Ingredients: clear glass jar (water bottle, fish bowl, jam jar, brandy snifter…) or a wardian case (looks like a mini greenhouse), fish gravel for drainage, fish tank charcoal (activated carbon) for purity, moistened soil (one part compost to 2 or 3 parts potting mix), any landscape elements you like (rocks, tiny houses, plastic dinosaurs…) and plants that love warm, humid conditions. — Indoor winter heat is tough on some plants. I had a little eyelash begonia that was a gasp away from death and when I put its last nubbin in a mason jar, it immediately decided to thrive. Look around and see what needs rescue. And go shopping! Some of your local nurseries stock perfect terrarium plants (we go to Peckham’s Greenhouse in Little Compton, RI) and there are plenty of mail order places too (such as Logee’s and Kartuz)
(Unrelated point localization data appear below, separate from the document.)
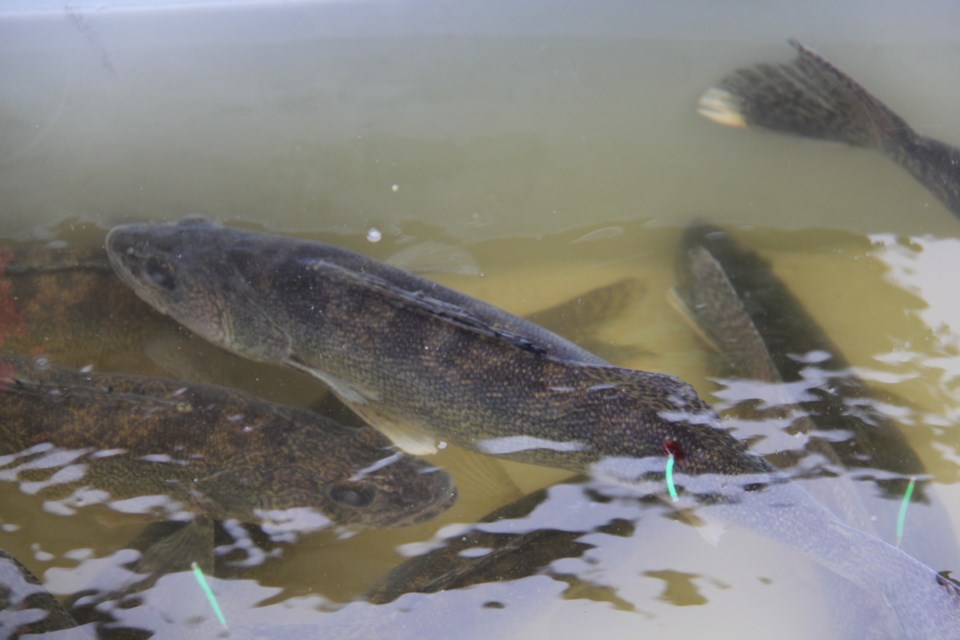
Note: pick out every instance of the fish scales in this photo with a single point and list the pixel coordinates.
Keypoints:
(499, 387)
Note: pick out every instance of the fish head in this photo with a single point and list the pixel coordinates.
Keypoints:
(195, 272)
(340, 474)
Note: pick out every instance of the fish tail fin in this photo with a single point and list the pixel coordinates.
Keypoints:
(807, 97)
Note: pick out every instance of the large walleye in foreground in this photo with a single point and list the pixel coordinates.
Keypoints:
(810, 97)
(413, 357)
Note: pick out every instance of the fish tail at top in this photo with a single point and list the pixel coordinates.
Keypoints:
(811, 98)
(807, 97)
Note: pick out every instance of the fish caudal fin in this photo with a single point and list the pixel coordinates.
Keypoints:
(807, 97)
(810, 97)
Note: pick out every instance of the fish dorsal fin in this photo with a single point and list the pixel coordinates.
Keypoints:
(439, 309)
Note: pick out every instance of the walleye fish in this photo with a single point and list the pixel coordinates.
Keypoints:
(411, 356)
(78, 438)
(26, 608)
(66, 303)
(762, 333)
(810, 97)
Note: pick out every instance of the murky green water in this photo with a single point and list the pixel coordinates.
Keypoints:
(561, 149)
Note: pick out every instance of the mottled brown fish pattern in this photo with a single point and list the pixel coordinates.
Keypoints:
(220, 452)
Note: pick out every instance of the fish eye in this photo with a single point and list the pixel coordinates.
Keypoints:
(352, 495)
(159, 274)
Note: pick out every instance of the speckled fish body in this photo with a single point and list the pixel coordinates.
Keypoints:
(223, 453)
(412, 356)
(27, 609)
(66, 303)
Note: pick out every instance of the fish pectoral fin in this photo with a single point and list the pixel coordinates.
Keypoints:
(408, 437)
(711, 532)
Place a layer of gravel, lightly topped with a layer of charcoal in the bottom of a clean container. The depth of this layer depends on the size of the container and should probably be 1/2″ to and 1″ for decent drainage.
Thickness of the soil layer also depends on the size of the container. It should be deep enough to hold the roots of your plants while not taking up more than the bottom third (including drainage layer) of your container. Terrariums are all about balance. Plants take in water and transpire it out. In a perfect little world, they essentially water themselves. I’ve gone for months without having to water some of my jars! When you choose and plant your babies, make sure they don’t take up any more than half of the air space in the jar. Plants that grow by leaps and bounds should be tended regularly and clipped back so they don’t strangle themselves or their neighbors. And fertilizing is a definite no-no — it wrecks the balance and plants grow too quickly.
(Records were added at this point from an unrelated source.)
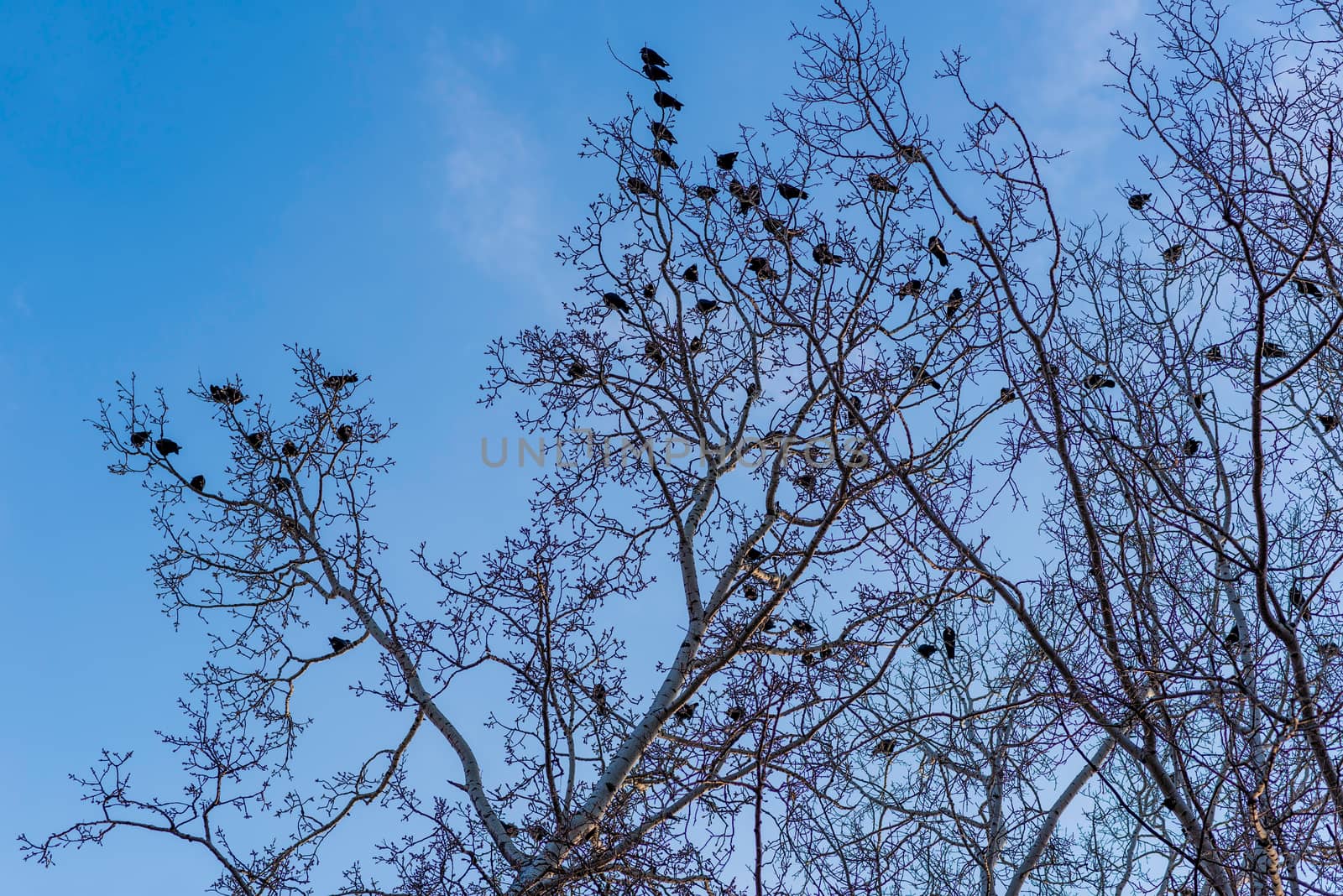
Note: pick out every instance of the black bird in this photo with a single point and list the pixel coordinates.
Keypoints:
(661, 132)
(615, 304)
(651, 56)
(666, 101)
(1273, 351)
(880, 184)
(823, 255)
(938, 251)
(954, 302)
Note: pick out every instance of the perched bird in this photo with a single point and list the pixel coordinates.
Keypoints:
(661, 132)
(823, 255)
(954, 302)
(615, 304)
(880, 184)
(938, 251)
(1273, 351)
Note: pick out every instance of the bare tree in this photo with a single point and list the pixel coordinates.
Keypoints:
(805, 389)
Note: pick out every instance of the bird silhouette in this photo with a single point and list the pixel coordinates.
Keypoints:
(938, 251)
(661, 132)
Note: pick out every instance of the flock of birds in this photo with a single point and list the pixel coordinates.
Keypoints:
(232, 396)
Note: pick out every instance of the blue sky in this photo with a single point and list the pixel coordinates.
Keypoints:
(187, 190)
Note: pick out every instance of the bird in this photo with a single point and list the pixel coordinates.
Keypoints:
(1273, 351)
(880, 184)
(615, 304)
(821, 253)
(668, 101)
(938, 251)
(954, 302)
(661, 132)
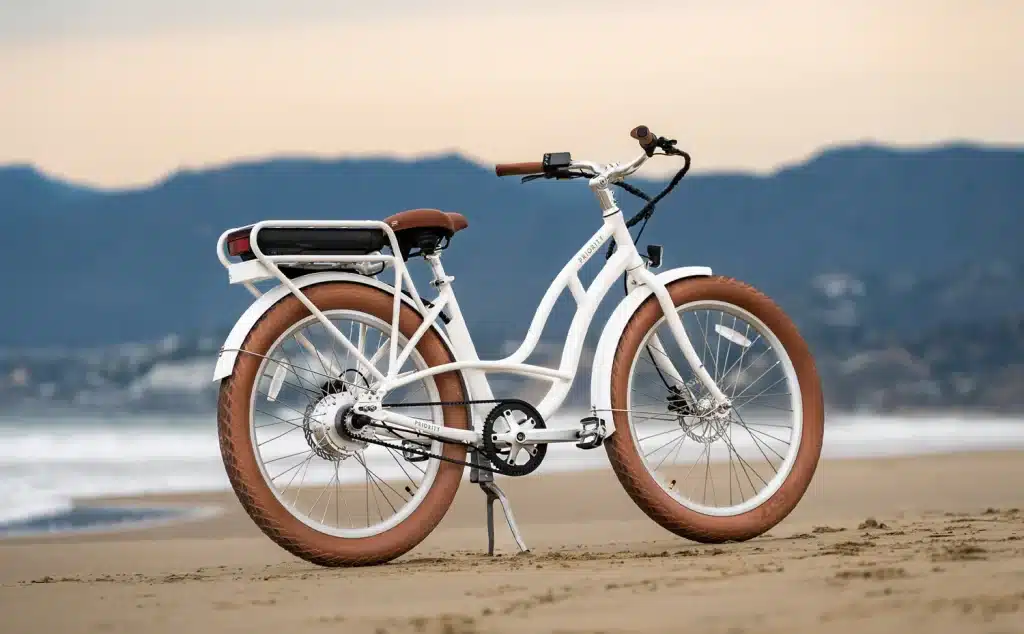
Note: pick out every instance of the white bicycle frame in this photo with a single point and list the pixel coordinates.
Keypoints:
(625, 260)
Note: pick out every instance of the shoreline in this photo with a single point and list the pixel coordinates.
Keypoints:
(881, 545)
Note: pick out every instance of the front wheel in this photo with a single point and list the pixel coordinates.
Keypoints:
(706, 475)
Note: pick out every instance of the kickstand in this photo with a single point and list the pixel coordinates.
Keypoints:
(486, 481)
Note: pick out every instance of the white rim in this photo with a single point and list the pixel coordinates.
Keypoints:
(796, 403)
(429, 474)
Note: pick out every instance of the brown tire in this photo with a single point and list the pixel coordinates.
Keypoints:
(625, 455)
(233, 422)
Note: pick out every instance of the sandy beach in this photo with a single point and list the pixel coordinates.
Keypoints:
(928, 543)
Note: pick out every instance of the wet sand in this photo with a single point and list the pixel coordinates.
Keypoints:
(925, 544)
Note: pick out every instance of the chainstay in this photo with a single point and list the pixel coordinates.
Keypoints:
(429, 454)
(424, 404)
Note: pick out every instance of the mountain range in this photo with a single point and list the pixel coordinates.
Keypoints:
(867, 247)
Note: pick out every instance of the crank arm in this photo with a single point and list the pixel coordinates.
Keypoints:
(539, 436)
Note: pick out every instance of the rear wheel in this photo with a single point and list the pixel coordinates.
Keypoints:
(321, 494)
(708, 476)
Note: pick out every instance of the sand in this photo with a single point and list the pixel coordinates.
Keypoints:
(926, 544)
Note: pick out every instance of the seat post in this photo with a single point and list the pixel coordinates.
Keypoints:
(440, 278)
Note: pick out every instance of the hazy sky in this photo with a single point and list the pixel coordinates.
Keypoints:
(123, 91)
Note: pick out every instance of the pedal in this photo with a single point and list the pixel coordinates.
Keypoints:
(592, 432)
(411, 452)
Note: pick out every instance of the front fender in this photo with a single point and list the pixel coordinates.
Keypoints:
(600, 380)
(229, 350)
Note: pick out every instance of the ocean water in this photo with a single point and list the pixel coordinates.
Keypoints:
(47, 462)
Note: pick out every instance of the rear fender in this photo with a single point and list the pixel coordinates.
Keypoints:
(229, 350)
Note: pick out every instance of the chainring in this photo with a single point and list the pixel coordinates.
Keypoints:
(500, 456)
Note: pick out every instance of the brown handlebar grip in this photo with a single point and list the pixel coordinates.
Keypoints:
(519, 169)
(644, 136)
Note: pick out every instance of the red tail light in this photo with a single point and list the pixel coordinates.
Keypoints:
(239, 243)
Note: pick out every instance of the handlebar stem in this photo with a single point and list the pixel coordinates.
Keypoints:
(603, 175)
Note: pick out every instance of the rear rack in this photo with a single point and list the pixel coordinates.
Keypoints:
(313, 255)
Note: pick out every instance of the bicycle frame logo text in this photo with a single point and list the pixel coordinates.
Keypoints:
(589, 250)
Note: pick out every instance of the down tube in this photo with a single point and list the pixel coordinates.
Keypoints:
(579, 328)
(558, 286)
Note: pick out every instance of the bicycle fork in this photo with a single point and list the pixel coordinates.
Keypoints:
(643, 277)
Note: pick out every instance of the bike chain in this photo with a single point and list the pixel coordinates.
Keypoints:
(423, 452)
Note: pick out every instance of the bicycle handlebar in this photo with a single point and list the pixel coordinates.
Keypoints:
(519, 169)
(647, 139)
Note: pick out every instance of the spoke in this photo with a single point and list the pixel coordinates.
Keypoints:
(663, 447)
(682, 438)
(297, 465)
(279, 435)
Water your plants in just a little to make sure the soil around their roots isn’t full of air pockets and cover the jar (poke holes or leave the lid a tiny bit open for fresh air transfer), and place it in a bright but no-full-sun spot. You should be able to see the transpiration almost immediately as fog on the glass. If your terrarium ever gets so foggy that you can’t see the plants, uncover it for a while (and think about whether the plants need a trim).
Once you start making terrariums, it might be hard to stop! (or is it just me?)